常識を超えるような発見が相次いでいて、たとえば、「雪見トースト」もその一つ。食パンの上にチーズと「雪見だいふく」を載せ、トースターで焼き上げるという手軽なレシピ。以前から一部では知られていたが、公式SNSで紹介したところ、一気に広まった。「温度差の大きい『ひやあつ』の食感は意外感があり、食に面白みや拡散効果を期待する層に受けた」と、安藤氏はみる。

「雪見だいくふう」の告知では率直に「助けてください」と呼びかけた

ファン層の広がりを、商品開発に生かす取り組みも始めた。19年には商品アイデアを公募する「雪見だいくふう」のキャンペーンを打った。「長年、新フレーバーやアレンジレシピを企画し続けてきたので、ややネタ切れの心配が出てきた。ファンの自由な発想を取り入れつつ、つながりを深めるきっかけづくりを狙った」(安藤氏)

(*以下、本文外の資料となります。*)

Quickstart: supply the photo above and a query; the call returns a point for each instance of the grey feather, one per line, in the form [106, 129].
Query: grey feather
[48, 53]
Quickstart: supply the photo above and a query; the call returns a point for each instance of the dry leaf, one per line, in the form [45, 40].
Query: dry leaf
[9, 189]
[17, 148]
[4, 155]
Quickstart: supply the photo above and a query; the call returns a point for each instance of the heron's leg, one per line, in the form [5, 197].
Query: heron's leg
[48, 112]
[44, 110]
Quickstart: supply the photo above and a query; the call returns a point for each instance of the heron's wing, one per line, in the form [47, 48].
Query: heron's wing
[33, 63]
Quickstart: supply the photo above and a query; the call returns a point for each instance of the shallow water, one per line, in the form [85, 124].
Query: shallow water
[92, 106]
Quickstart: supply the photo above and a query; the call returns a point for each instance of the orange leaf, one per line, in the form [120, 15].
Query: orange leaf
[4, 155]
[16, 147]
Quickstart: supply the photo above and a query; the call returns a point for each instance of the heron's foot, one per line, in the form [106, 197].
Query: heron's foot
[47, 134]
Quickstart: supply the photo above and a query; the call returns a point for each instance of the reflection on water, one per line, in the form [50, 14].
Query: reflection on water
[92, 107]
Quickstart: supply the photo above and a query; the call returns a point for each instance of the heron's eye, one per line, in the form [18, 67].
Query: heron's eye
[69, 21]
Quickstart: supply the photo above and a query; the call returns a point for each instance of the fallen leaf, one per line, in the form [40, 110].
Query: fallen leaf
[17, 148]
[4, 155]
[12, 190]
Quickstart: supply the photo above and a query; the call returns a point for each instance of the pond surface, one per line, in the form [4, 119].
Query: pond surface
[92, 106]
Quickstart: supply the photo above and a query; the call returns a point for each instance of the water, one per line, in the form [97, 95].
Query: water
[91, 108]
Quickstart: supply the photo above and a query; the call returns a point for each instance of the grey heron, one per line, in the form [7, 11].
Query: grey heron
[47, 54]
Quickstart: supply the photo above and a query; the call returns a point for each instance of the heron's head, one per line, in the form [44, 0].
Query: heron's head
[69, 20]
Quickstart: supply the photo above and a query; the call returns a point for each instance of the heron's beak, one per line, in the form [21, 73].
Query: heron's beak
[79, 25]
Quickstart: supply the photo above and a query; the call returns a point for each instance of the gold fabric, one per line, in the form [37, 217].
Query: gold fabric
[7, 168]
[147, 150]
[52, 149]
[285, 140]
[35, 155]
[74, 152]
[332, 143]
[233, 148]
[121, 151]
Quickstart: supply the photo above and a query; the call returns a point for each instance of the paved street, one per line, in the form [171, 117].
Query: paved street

キャンペーンは2019年9月から、特設サイト「雪見だいくふう室」とSNS上でアイデアを募った。募集メッセージには商品キャラクターの雪見うさぎを起用。「雪見だいふくは、悩んでいました。定番のバニラ以外の味も、もう50種以上やったし、レシピ開発もそろそろネタが……飽きられたら、どうしよう!? そこで、お願いです。みんなの“くふう”で助けてください! なんなら、アイスでいることにもこだわらないから」と、切実なトーンでアイデアを求めた。SNS経由で寄せられた案は1000を超えた。

集まったアイデアを吟味して、最終の3案に絞り、「雪見だいくふう大賞」を決める決選投票を募った。先に挙げたトーストも、この優秀3作の一つに「雪見フレンチトースト」として近いアイデアが登場していた。「お客様に『開発者』になってもらう企画を受け入れてもらえた。自分流のアレンジに興味を持つ人が多いことも分かった」と、安藤氏はキャンペーンの成果を感じ取る。

アイデア公募から商品化された「雪見だいふく れもんチーズケーキ風だいふく」

18年に通年販売を始めたのを受けて、19年には夏向け商品のアイデアを募るキャンペーンを実施。優秀作をベースにフレーバーを練り上げ、20年5月に「雪見だいふく れもんチーズケーキ風だいふく」を発売した。「アイデア公募を通じた、お客様との意見交換は新たなエンゲージメント(絆づくり)にもつながっている」という。